Primeiro, porque ele não vivia em gaiolas. Vivia solto. Vinha quando queria.
Vinha porque amava. Segundo, porque sempre que voltava suas penas tinham cores
diferentes, as cores dos lugares por onde tinha voado. Certa vez, voltou com
penas imaculadamente brancas, e ele contou estórias de montanhas cobertas de
neve. Outra vez, suas penas estavam vermelhas, e ele contou estórias de
desertos incendiados pelo sol. Era grande a felicidade quando estavam juntos.
Mas sempre chegava o momento quando o pássaro dizia: “Tenho de partir.” A
menina chorava e implorava: “Por favor, não vá fico tão triste. Terei saudades
e vou chorar...”
“Eu também terei saudades”, dizia o
pássaro. “Eu também vou chorar. Mas vou lhe contar um segredo: eu só sou
encantado por causa da saudade que faz com que as minhas penas fiquem bonitas.
Se eu não for não haverá saudade. E eu deixarei de ser o Pássaro Encantado e
você deixará de me amar.”
E partia. A menina, sozinha, chorava.
E foi numa noite de saudade que ela teve a idéia: “Se o Pássaro não puder
partir, ele ficará. Se ele ficar, seremos felizes para sempre. E para ele não
partir basta que eu o prenda numa gaiola.”
Assim aconteceu. A menina comprou uma
gaiola de prata, a mais linda.
Quando o pássaro voltou, eles se
abraçaram, ele contou estórias e adormeceu. A menina, aproveitando-se do seu
sono, o engaiolou. Quando o pássaro acordou, ele deu um grito de dor.
“Ah! Menina... que é isso que você
fez? Quebrou-se o encanto. Minhas penas ficarão feias e eu me esquecerei das
estórias. Sem a saudade o amor irá embora...”
A menina não acreditou. Pensou que
ele acabaria por acostumar.
Mas não foi isso que aconteceu.
Caíram suas plumas e o penacho. Os vermelhos, os verdes e os azuis das penas
transformaram-se num cinzento triste. E veio o silêncio: deixou de cantar.
Também a menina se entristeceu.
Não era aquele o pássaro que ela
amava. E de noite chorava pensando naquilo que havia feito com seu amigo...
Até que não mais aguentou. Abriu a
porta da gaiola. “Pode ir, Pássaro”, ela disse. “Volte quando você quiser...”

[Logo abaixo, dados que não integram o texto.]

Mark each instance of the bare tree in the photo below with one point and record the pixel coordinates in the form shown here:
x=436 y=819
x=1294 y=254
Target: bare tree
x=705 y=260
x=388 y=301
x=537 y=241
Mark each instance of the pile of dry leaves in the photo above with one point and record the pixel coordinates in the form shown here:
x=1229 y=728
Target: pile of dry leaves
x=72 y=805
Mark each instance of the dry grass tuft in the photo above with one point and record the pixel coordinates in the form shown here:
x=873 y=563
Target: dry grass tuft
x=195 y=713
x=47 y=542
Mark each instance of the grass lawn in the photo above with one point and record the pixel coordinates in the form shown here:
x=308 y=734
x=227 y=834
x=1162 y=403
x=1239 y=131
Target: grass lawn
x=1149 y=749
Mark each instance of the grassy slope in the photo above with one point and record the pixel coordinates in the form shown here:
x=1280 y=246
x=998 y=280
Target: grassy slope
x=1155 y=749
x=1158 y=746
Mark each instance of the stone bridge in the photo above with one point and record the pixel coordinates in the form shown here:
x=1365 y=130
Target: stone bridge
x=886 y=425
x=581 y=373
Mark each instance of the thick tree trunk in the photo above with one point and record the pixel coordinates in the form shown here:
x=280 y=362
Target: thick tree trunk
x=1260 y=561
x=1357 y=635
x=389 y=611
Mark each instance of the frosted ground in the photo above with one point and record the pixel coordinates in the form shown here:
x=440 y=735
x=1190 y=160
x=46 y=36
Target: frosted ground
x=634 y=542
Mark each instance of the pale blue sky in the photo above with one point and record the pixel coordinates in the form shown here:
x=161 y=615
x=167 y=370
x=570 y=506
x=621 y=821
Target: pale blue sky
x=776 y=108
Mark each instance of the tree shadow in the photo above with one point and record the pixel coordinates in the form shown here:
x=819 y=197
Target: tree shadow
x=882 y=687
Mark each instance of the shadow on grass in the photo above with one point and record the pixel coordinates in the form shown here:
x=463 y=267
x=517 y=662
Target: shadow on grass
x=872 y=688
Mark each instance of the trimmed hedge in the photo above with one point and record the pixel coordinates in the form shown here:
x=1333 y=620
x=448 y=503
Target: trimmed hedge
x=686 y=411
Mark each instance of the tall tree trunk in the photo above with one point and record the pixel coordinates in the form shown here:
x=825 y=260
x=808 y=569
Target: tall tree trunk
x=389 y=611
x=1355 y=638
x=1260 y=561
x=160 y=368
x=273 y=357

“Obrigado, menina”, disse o Pássaro. “Irei
e voltarei quando ficar encantado de novo. E você sabe: ficarei encantado de
novo, quando a saudade voltar dentro de mim e dentro de você!”
RUBEM ALVES, Pássaro Encantado.
Sim, esta é uma ótima metáfora
para todo colóquio amoroso, desde os mais fraternos e diluídos amores às
manifestações dos amores eróticos. Permito-me, contudo, fazer uma pequena
observação, apesar de entender não ser esta a intenção do autor. Um pequeno, e
talvez leviano, traço que pincelo com a ousadia de quem protege-se dos
universos abismais dos outros, porque de abismos já me servem os meus próprios.
A menina é figura que conota a
qualquer pessoa sua própria insegurança, baixa estima, dependência afetiva...
Menina na seara arquetípica, aquela que está sempre à espera, que recebe do
outro, passivamente, os dons e sentidos para estar satisfeita com a própria
existência.
A menina no texto é desprovida
de sua própria luz e parece ser uma personagem destituída de vida, enraizada em
seus próprios medos e arrastada ela mesma ao abismo de sua solidão. Contrário
dela é o Pássaro. Este é a abertura. A transubstanciação de estado em estado, a
versatilidade e o dinamismo. É o condutor de alegrias, conhecimentos e um
persecutor de sabedoria. E não poderia mesmo ser outro animal, pois se trata do
símbolo amorfo e móvel do Ar.
Sejamos mais Pássaros que
meninas! E quando nos depararmos com as “meninas” na vida, fujamos delas o mais
rápido possível! Não exijamos delas explicações sobre seus estimados pesadelos.
E não nos deixemos ser tomados como grandes toras de madeira no dilúvio no qual
são arrastadas.
Eu, humana, sou menina e sou
Pássaro. A menina está aqui. Sempre pequenina, rodando sozinha e sua pretensão
é somente brincar. Contudo, é o meu Pássaro quem me movimenta. Agita-me com o
colorido das penas e dá-me uma bicada na fronte só de ver a menina erguer o dedinho.
Meu Pássaro não é tão egoísta,
não se vai sozinho. Ele a leva consigo nessa grande brincadeira de viver.